Every so often, reading Legion of Super-Heroes in this period (1968-1972), you get some real gems, but they sure can be ugly. This latest edition in the Showcase Presents series collects another 500 pages of LSH action and futuristic melodrama, and most of it's pretty entertaining, but it's not very easy on the eyes. I was reminded of a 1993 newspaper review of a twenty year-old Doctor Who serial, dusted off and run in prime time on BBC1, which summed up just how dated the garish, glam rock production was by noting "Sometimes, Doctor Who doesn't time travel well at all."

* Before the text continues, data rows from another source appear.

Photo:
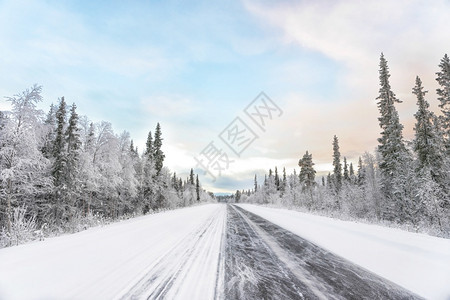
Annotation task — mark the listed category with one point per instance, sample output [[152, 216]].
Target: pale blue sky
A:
[[195, 66]]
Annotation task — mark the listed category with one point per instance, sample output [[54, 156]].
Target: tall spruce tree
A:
[[191, 177], [197, 188], [59, 146], [337, 167], [149, 146], [361, 172], [427, 144], [391, 148], [307, 172], [73, 141], [443, 92], [346, 175], [158, 154], [277, 179]]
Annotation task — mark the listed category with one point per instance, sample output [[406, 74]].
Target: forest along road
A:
[[264, 261]]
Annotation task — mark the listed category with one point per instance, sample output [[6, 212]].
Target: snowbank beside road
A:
[[171, 252], [418, 262]]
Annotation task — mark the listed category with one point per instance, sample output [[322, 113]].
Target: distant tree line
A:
[[60, 171], [405, 182]]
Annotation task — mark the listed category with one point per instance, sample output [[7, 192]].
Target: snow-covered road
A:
[[213, 252], [162, 255], [265, 261]]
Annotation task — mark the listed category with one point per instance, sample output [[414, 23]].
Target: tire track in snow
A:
[[187, 268], [266, 261]]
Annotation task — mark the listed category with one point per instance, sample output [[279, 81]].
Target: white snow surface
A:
[[178, 251], [418, 262]]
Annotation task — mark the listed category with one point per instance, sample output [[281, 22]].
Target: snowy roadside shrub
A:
[[23, 228]]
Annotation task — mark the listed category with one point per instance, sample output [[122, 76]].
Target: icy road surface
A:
[[217, 251], [265, 261]]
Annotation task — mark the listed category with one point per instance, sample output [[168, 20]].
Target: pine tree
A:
[[149, 146], [277, 179], [337, 167], [73, 142], [346, 175], [361, 172], [427, 144], [443, 79], [50, 124], [329, 181], [307, 172], [191, 177], [59, 147], [158, 154], [197, 188], [392, 148]]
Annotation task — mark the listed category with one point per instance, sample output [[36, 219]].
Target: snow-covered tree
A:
[[307, 172], [158, 154], [394, 156], [23, 168], [427, 145], [337, 167], [443, 92]]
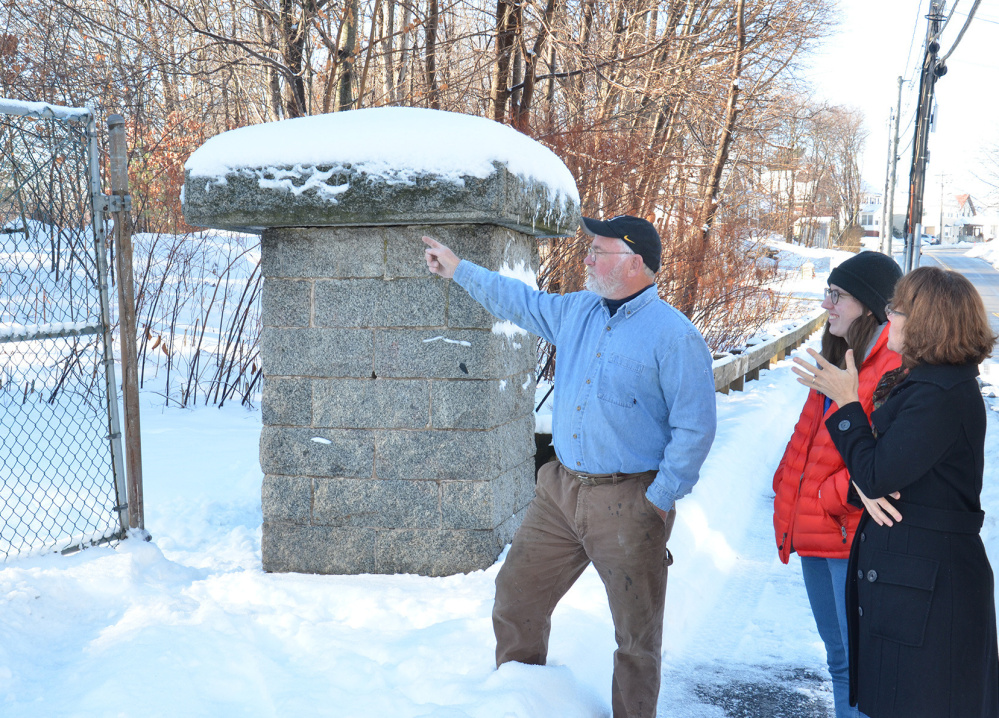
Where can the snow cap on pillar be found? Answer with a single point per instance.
(379, 166)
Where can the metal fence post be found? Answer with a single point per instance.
(97, 200)
(118, 171)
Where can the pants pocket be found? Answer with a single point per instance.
(900, 590)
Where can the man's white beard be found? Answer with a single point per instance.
(608, 286)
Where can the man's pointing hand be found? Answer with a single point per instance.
(440, 259)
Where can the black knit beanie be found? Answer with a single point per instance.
(870, 277)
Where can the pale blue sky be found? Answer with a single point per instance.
(859, 66)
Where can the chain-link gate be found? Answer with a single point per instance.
(60, 450)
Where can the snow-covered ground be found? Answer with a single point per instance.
(189, 625)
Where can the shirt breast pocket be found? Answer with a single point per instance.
(621, 377)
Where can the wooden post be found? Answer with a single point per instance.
(118, 166)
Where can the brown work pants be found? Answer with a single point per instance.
(568, 525)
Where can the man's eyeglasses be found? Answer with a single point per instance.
(833, 295)
(598, 253)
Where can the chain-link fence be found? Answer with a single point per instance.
(59, 444)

That's certainly true about the late '60s Legion. DC Comics, in the period, was confused and frustrated and throwing everything at the wall, desperate for something to stick. Sometimes they found something that really worked well; giving teenage writer Jim Shooter a crack at humanizing the characters and bringing a vital, modern energy to the old-fashioned plotting was among the best things that corporation did that whole decade. But then they shot themselves in the foot by letting some guy with the awesomely rock-n-roll name of J. Winslow Mortimer illustrate some of them. Eventually, Jack Abel is brought in to ink this artist's work and made it look competent, but until Abel arrived, DC was publishing some of the ugliest, blockiest, dullest, sloppiest artwork imaginable. Here's a rare example of me speaking against the Showcase series' black-and-white reproduction: My own collection of old comics where these originally appeared had long told me that these were ugly comics. Stripped of color, they are revealed as flat, unimaginative and hurried as a Whitman coloring book.

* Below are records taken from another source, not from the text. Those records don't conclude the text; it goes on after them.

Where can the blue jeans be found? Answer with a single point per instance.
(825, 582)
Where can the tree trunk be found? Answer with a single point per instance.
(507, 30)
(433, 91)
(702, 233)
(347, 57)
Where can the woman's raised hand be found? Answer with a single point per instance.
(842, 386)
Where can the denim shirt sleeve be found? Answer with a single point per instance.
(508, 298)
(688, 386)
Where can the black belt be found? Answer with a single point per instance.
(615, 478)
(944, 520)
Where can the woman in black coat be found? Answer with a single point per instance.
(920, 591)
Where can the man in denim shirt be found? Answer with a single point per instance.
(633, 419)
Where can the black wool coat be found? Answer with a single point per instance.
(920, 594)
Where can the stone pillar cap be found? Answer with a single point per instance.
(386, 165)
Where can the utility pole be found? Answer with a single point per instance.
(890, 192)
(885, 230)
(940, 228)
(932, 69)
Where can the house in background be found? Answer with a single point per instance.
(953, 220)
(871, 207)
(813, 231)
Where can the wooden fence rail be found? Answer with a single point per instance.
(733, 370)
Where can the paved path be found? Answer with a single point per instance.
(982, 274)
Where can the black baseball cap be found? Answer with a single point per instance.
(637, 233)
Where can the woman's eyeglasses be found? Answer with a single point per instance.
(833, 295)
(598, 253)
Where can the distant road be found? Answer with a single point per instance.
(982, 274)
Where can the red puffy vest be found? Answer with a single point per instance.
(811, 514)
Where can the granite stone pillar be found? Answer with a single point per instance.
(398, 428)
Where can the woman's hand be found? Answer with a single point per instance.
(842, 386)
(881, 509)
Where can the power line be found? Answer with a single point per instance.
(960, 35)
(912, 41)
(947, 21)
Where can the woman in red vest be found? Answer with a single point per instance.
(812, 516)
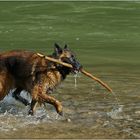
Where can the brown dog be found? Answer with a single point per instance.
(22, 70)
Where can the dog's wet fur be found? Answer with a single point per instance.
(24, 70)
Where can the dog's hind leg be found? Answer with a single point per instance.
(53, 101)
(16, 95)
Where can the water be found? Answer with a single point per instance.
(105, 37)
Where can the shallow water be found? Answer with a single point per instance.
(105, 37)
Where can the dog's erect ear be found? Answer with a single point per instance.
(57, 49)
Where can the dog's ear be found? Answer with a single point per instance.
(57, 49)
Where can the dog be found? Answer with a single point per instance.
(23, 70)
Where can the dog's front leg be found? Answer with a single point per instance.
(53, 101)
(32, 107)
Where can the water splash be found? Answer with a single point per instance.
(75, 80)
(116, 112)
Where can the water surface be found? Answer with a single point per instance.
(106, 37)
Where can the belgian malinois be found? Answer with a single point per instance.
(23, 70)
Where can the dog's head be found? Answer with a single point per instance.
(65, 55)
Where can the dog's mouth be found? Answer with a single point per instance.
(76, 69)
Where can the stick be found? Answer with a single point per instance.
(82, 70)
(96, 79)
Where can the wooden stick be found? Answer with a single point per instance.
(82, 71)
(96, 79)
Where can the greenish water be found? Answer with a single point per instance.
(106, 38)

In this period, the Legion is still hamstrung simply by virtue of DC being DC. There's a good two-part story about several Legionnaires learning that they have been fatally poisoned, and you can really feel that unreal, Silver Age attempt at pathos. Characters want to tell their parents farewell, but they end up standing around stoically, weeping a silent tear and not saying anything, but thinking a gigantic thought balloon choked full of long sentences of what they wished they could say. On the other hand, Shooter does make progress in giving characters more human motives. Duo Damsel's unrequited love for Superboy is never really heart-wrenching, but it means well and feels real. Karate Kid's decision to spend his dying days tracking down the Fatal Five and bringing them to justice is the sort of thing that DC Comics just never did before Shooter. It was too aggressive, too proactive a tactic for such a reactionary publisher.

The whole book is like this, taking baby steps towards becoming energetic and lively and slipping away from the (sorry) Silver Age shackles. E. Nelson Bridwell contributes some pretty good scripts before Cary Bates drags the property kicking and screaming into the 1970s with some really fun stories and great characterization, and the drab Mortimer / Abel team eventually gives way to Dave Cockrum, who, finally, seems to have a desire to make the 30th Century look futuristic. The last 60-odd pages of this book are really fun, and I'm left feeling quite hungry for the fifth volume, which should be full of the stories that I grew up reading and loving. Recommended with reservations.